Kicked Out For Being Gay, US Navy Names New Ship USNS Harvey Milk

Then Ensign Harvey Milk

At NASSCO in San Diego, they have begun cutting steel for a new Navy oiler, T-AO-206, to be named the USNS Harvey Milk. When completed it will be the second of the John Lewis class of underway replenishment oilers, operated by the Military Sealift Command to support ships of the United States Navy. 

Raised in a Navy family, Harvey Milk joined the US Navy in 1951 during the Korean War. He served aboard the submarine rescue ship USS Kittiwake (ASR-13) as a diving officer. He was later transferred to San Diego to serve as a diving instructor. Then in 1955, he was forced to resign from the Navy for being a homosexual. He held the rank of lieutenant, junior grade.

Milk would go on to become the first openly gay elected official in the history of California, where he was elected to the San Francisco Board of Supervisors in 1977.  On November 27, 1978, Supervisor Harvey Milk and San Francisco Mayor George Moscone were shot and killed in San Francisco City Hall by an ex-supervisor.
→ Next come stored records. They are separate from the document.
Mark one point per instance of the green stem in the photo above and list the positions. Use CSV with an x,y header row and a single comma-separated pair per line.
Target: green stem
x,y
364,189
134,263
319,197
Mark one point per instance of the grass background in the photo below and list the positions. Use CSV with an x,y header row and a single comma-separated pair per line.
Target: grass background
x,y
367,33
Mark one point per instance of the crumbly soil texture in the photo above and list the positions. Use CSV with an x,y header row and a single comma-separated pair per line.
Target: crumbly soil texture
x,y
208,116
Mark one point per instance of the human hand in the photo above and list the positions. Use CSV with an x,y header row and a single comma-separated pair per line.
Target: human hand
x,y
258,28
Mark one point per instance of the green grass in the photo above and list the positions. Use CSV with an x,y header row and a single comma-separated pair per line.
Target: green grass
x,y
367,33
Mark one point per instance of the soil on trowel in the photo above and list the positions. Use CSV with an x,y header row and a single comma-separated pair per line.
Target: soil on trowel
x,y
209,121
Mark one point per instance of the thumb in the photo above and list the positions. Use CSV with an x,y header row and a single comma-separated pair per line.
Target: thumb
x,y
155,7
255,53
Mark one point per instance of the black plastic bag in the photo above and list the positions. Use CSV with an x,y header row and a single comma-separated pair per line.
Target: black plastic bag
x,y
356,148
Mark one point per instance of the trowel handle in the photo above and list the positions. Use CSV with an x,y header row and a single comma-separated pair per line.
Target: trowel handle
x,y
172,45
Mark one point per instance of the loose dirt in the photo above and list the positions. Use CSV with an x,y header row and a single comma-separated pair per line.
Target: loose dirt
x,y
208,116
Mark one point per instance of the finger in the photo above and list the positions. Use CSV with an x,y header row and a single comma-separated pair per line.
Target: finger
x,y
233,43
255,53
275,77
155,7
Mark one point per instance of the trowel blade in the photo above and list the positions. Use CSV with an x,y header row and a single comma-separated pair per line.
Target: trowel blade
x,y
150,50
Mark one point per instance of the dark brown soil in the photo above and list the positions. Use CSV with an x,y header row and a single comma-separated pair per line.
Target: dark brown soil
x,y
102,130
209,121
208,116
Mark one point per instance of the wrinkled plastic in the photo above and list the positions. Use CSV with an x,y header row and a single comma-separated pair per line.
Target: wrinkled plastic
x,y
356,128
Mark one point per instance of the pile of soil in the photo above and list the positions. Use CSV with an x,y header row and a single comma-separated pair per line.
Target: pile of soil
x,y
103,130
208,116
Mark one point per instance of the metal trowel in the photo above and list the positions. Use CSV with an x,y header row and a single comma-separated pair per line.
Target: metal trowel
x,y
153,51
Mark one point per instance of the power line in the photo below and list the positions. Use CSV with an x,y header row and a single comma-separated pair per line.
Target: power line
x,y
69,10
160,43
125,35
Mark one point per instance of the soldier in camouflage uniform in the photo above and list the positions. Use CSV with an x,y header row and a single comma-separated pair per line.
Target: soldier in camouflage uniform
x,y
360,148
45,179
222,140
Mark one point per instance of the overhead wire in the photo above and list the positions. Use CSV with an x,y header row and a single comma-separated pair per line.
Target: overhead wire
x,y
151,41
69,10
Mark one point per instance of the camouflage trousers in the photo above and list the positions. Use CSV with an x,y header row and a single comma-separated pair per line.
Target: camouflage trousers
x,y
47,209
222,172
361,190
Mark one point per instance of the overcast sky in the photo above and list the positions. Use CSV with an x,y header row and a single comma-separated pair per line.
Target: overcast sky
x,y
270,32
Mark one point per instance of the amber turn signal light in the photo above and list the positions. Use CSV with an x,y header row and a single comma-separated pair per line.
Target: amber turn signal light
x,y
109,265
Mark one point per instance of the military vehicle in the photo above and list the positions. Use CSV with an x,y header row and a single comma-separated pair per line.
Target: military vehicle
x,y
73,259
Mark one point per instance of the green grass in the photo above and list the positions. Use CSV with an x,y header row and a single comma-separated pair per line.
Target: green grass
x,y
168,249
When Milk was shot he was wearing his U.S. Navy diver’s belt buckle.

Naming a ship after Milk, “will further send a green light to all the brave men and women who serve our nation that honesty, acceptance, and authenticity are held up among the highest ideals of our military,” said Milk’s nephew Stuart Milk in a statement to San Diego LGBT Weekly in 2012. 

San Francisco is known as a gay-friendly city. Paradoxically, some credit the Navy’s World War I “blue discharge” practice, which discharged known homosexuals in port cities for helping to create a gay community in San Francisco.

All ships of the John Lewis class are to be named after civil rights leaders. Subsequent ships are to be named after Chief Justice Earl Warren, U.S. Attorney General Robert F. Kennedy, women’s rights activist Lucy Stone, and abolitionist and women’s rights activist Sojourner Truth.